The defendants expanded their attacks beyond Ukraine and targeted the transportation infrastructure of a Central European country supporting Ukraine. Furthermore, they probed protected computer systems associated with 26 NATO member countries, including the United States, from August 2021 to February 2022.

This indictment is part of an international effort known as Operation Toy Soldier, aimed at combating the malicious cyber activities of Unit 29155 of the GRU. Together with its allies, the U.S. government condemned the Russian military's cyber-attack on Ukraine and has released a Joint Cybersecurity Advisory to enhance network defense against Unit 29155's activities.

The Federal Bureau of Investigation (FBI) is leading the investigation, with assistance from its Baltimore, Milwaukee, and Boston Field Offices. Law enforcement partners from national and international agencies are collaborating to counter these cyber threats.

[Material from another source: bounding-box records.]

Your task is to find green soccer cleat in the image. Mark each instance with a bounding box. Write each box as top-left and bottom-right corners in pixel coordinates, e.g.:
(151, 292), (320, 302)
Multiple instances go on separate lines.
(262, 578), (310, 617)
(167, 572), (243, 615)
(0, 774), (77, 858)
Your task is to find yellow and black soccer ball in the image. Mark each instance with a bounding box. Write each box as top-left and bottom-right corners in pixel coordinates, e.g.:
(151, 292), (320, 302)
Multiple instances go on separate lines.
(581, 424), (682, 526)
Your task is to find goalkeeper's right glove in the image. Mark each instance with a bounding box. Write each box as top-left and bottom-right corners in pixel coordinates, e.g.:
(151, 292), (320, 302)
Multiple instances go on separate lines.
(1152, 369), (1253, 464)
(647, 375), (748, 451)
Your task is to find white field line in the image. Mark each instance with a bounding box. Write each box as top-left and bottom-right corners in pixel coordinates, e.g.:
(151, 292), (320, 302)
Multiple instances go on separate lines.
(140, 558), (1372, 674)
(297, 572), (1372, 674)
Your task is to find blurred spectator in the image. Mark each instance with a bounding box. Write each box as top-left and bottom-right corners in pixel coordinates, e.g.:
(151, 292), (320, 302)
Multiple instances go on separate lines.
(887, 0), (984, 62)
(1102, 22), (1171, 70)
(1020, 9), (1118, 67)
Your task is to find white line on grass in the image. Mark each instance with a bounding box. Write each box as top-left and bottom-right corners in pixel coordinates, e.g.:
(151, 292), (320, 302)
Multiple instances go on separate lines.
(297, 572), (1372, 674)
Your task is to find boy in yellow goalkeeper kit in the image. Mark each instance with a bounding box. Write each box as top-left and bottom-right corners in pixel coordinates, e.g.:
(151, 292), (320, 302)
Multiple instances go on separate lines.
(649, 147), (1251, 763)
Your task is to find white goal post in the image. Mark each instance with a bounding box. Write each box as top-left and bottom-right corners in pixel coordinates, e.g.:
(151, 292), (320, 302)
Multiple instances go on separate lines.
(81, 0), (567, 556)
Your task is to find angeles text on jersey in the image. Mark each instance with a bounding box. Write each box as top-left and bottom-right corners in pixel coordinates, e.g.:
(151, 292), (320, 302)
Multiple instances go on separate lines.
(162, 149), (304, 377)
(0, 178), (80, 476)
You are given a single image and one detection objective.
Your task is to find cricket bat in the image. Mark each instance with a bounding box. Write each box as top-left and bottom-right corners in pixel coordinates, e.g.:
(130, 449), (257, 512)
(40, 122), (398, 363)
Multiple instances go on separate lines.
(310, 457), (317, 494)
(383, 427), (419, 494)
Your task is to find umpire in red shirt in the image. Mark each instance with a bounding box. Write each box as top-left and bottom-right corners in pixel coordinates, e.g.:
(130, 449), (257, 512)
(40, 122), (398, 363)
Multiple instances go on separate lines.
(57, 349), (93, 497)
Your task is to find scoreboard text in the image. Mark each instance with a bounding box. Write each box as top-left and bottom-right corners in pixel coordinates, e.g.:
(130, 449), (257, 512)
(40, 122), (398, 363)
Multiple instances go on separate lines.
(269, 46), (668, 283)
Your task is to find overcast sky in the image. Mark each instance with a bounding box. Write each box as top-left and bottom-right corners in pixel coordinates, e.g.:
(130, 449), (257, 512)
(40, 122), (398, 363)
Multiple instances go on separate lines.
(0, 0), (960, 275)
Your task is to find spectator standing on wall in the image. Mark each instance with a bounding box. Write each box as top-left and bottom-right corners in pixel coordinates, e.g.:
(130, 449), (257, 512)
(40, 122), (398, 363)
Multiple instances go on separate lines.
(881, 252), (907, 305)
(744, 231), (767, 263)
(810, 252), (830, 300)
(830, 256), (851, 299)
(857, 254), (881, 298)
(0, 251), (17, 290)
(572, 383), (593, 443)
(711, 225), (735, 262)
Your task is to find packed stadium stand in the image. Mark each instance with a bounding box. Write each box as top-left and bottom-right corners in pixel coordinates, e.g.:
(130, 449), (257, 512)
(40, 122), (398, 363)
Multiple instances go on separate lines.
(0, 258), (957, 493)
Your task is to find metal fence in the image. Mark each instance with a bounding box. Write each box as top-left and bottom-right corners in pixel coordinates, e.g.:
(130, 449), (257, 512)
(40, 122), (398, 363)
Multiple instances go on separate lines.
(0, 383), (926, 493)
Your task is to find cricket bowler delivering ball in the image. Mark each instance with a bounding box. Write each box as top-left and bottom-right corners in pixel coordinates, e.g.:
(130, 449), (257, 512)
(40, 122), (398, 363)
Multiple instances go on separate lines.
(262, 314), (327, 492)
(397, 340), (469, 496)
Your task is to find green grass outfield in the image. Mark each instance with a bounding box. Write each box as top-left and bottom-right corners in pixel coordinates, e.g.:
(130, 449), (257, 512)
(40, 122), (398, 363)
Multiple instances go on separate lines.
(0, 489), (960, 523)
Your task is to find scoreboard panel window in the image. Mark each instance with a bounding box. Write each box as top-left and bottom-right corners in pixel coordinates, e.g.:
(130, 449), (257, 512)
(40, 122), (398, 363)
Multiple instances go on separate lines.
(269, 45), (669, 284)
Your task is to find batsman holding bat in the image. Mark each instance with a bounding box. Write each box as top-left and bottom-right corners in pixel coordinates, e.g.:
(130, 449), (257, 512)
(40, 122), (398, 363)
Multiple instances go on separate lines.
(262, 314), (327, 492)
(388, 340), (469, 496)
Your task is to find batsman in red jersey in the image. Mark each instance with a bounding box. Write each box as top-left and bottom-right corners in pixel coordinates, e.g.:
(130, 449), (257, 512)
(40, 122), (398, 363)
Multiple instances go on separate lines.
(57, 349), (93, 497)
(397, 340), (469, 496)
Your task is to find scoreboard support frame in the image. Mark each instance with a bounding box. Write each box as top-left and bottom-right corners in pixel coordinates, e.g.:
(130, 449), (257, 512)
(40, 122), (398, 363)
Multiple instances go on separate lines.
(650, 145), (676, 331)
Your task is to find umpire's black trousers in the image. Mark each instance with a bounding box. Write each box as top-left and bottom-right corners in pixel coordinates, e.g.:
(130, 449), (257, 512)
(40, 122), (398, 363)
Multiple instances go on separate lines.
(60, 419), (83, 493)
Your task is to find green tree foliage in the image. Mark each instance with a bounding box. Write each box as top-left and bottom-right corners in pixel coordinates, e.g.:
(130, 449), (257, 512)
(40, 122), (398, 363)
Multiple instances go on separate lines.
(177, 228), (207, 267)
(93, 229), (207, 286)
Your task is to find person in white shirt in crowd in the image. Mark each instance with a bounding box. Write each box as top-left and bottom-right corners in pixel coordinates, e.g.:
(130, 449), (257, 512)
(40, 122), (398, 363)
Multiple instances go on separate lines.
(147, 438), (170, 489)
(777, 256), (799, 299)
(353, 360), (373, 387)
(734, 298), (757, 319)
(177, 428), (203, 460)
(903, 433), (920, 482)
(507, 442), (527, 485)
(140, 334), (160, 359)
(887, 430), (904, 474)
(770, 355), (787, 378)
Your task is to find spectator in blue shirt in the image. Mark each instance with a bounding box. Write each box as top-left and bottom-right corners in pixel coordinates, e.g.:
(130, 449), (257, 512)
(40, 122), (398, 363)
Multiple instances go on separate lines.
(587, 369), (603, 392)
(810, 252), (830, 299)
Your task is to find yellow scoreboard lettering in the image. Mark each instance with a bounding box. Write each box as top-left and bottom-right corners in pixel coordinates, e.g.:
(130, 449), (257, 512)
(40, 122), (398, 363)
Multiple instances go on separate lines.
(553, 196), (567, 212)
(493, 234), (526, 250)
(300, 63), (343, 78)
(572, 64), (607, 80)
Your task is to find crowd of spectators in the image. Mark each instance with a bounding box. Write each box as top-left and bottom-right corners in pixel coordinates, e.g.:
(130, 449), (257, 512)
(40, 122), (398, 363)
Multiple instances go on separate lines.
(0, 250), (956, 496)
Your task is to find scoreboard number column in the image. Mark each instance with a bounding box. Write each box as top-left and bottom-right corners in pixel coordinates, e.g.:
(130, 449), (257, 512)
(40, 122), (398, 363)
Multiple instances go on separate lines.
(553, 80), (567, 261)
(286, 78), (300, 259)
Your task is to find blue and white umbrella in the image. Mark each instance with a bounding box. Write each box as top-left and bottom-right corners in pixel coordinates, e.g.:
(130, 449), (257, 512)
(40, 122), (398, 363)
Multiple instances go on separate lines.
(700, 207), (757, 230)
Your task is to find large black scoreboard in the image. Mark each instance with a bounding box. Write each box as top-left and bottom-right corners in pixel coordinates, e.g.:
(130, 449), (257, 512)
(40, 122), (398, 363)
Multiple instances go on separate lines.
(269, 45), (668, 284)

U.S. Attorney Erek L. Barron for the District of Maryland emphasized the commitment to tracking down and prosecuting cybercriminals who threaten national security. He stated that cyber intrusion schemes like the one alleged in this indictment pose a significant threat, and the full extent of available technologies and investigative measures will be utilized to disrupt and apprehend the culprits.

The unsealed indictment sheds light on the extensive cyber operations carried out by Russian hackers and serves as a stark reminder of the need for heightened cybersecurity measures to protect critical infrastructure worldwide.